Eventually, by the time Leonid Brezhnev replaced Nikita Khrushchev in 1964, “the Soviet leadership had mobilized unprecedented resources and expertise to transform the Soviet cosmos,” she says. “Atheism went from being a neglected component of the regime’s ideological program to the center of intensive debate about the place of religion within socialist modernity, and the state’s role in Soviet spiritual affairs.”
She adds that “Generally, the story is about the regime’s repressive campaign against religious institutions and believers, what can be described as the ‘negative’ component of secularization, whereas it seems to me that examining the positive program of the state is, in fact, much more revealing both of what the Soviet state was, and of what it wanted to become.”

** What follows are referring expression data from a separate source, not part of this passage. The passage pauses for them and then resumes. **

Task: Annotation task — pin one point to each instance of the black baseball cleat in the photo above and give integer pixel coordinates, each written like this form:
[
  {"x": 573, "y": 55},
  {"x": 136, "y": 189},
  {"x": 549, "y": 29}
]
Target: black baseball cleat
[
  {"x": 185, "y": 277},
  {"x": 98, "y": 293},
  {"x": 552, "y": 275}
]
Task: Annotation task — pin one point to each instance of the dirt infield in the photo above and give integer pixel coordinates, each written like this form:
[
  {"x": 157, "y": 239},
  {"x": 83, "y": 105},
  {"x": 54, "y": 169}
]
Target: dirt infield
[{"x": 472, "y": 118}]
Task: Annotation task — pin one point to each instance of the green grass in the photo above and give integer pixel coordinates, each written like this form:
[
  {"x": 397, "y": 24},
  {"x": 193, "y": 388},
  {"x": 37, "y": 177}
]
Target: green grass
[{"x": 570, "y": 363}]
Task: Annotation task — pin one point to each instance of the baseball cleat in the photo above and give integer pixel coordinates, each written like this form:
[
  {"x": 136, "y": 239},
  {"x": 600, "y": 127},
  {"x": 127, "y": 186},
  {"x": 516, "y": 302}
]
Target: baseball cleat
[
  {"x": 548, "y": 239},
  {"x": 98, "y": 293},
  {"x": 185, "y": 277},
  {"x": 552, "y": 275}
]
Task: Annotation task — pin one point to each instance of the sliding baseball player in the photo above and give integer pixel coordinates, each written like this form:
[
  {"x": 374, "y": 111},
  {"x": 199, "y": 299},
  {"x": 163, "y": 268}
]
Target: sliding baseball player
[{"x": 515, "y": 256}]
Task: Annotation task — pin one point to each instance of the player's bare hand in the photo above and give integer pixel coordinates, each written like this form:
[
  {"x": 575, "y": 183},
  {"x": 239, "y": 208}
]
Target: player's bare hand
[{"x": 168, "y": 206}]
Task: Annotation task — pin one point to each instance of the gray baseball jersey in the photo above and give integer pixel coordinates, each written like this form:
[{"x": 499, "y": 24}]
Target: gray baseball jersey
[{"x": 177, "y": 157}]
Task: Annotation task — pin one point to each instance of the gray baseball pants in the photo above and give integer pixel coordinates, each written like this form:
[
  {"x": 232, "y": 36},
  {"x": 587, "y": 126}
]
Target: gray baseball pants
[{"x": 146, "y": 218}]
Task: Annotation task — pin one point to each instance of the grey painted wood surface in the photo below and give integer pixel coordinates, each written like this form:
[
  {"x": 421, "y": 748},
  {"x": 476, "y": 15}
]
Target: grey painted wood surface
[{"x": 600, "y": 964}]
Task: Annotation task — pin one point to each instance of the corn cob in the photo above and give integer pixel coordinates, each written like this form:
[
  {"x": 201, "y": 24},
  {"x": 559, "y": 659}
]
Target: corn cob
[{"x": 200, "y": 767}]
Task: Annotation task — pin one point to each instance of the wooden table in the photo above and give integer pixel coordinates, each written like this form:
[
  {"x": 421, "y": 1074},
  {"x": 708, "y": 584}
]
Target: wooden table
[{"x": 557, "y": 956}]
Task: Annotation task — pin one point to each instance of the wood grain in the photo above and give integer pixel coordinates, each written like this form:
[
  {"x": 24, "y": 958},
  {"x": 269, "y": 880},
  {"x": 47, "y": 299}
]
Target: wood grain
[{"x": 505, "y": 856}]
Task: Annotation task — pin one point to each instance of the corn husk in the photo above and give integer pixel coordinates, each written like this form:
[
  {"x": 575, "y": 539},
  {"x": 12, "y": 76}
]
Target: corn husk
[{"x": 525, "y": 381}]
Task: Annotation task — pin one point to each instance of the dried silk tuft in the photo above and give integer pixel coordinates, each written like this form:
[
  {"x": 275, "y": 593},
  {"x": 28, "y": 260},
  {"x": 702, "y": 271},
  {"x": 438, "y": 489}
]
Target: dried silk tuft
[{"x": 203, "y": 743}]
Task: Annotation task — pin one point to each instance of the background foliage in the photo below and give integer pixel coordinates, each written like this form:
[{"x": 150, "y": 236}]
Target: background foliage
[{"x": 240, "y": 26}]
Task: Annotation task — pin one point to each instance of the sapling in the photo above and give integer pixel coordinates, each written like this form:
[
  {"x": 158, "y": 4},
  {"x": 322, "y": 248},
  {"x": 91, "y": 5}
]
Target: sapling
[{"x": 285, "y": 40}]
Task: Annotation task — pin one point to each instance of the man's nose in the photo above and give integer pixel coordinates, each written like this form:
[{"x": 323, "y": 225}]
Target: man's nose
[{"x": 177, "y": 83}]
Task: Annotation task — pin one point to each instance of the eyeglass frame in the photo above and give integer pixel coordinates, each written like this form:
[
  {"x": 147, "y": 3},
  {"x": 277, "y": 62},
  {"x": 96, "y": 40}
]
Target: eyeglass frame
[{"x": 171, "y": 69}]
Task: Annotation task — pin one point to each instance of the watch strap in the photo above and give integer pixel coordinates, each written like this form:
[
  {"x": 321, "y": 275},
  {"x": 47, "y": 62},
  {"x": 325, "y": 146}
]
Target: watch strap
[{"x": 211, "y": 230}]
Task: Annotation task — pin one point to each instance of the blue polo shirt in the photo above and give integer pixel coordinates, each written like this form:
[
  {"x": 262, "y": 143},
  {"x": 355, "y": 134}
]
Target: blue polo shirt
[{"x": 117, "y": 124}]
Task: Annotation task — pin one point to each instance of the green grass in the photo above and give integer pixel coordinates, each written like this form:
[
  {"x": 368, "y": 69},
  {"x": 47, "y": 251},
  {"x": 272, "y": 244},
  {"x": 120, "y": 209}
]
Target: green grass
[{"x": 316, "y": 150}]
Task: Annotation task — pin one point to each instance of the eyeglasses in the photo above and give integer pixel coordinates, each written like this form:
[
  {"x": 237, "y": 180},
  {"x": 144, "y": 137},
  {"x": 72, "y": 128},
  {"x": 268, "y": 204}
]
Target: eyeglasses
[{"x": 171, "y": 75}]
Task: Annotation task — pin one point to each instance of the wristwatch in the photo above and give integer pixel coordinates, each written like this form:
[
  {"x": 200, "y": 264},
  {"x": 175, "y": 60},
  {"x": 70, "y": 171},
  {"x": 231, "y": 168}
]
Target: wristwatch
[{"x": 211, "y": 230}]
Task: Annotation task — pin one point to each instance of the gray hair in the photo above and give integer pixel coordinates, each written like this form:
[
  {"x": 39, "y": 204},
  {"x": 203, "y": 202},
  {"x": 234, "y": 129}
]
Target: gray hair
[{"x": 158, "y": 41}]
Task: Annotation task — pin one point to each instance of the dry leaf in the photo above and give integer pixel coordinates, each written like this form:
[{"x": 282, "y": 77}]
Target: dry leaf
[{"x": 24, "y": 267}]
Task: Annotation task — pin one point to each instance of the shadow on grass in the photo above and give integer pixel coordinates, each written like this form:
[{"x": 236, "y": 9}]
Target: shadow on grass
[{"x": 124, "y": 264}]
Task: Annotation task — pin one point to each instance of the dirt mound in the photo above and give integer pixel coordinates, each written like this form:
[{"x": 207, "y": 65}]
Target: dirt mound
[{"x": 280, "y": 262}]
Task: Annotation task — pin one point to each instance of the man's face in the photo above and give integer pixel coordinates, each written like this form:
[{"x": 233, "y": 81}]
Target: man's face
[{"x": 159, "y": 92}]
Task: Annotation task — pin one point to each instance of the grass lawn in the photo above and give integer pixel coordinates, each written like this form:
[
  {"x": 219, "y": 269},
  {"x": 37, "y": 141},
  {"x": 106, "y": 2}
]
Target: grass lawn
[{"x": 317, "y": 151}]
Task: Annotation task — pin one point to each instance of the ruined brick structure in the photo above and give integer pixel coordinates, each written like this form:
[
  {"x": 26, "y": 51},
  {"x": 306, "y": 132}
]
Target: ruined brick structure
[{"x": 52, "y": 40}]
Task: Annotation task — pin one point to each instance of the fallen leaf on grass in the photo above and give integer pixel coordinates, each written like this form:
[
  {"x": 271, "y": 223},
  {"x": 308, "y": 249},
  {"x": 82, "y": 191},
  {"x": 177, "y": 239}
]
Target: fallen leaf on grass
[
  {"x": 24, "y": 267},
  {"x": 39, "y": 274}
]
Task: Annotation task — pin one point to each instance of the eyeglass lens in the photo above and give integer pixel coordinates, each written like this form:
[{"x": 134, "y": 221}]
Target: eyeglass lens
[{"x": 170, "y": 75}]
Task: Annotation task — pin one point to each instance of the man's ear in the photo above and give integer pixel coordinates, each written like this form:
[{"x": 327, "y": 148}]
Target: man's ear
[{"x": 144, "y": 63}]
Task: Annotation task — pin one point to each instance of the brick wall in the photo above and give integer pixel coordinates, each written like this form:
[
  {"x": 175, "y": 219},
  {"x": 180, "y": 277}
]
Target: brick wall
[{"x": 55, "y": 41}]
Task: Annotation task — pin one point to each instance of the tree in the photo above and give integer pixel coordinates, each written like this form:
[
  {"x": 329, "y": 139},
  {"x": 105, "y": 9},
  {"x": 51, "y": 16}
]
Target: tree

She is quick to point out that the Soviet Union was not unique in its increasingly effective use of propagandist imagery to deliver messages to its constituents. The World’s Fair, she notes, was a product of the “escalating tension in the culture war between science and religion.” It was “originally conceived as a mechanism to raise the public esteem for science in light of the fact that, as John W. Campbell, the editor of Astounding Science-Fiction, put it, ‘The American people have been thoroughly scared witless by the accomplishments of science’ – by the atomic bomb, by Sputnik, and by the prospect of actual Soviets transgressing the heavens and invading the American skies.”
Hence the World Fair became an ideological battleground where, at the dawn of the 1960s, the meanings of atheism, science and religion were contested. By the time the fair ended, the same month as the Cuban missile crisis, it had attracted more than 10 million visitors. Many of them would never think of the future in the same way again.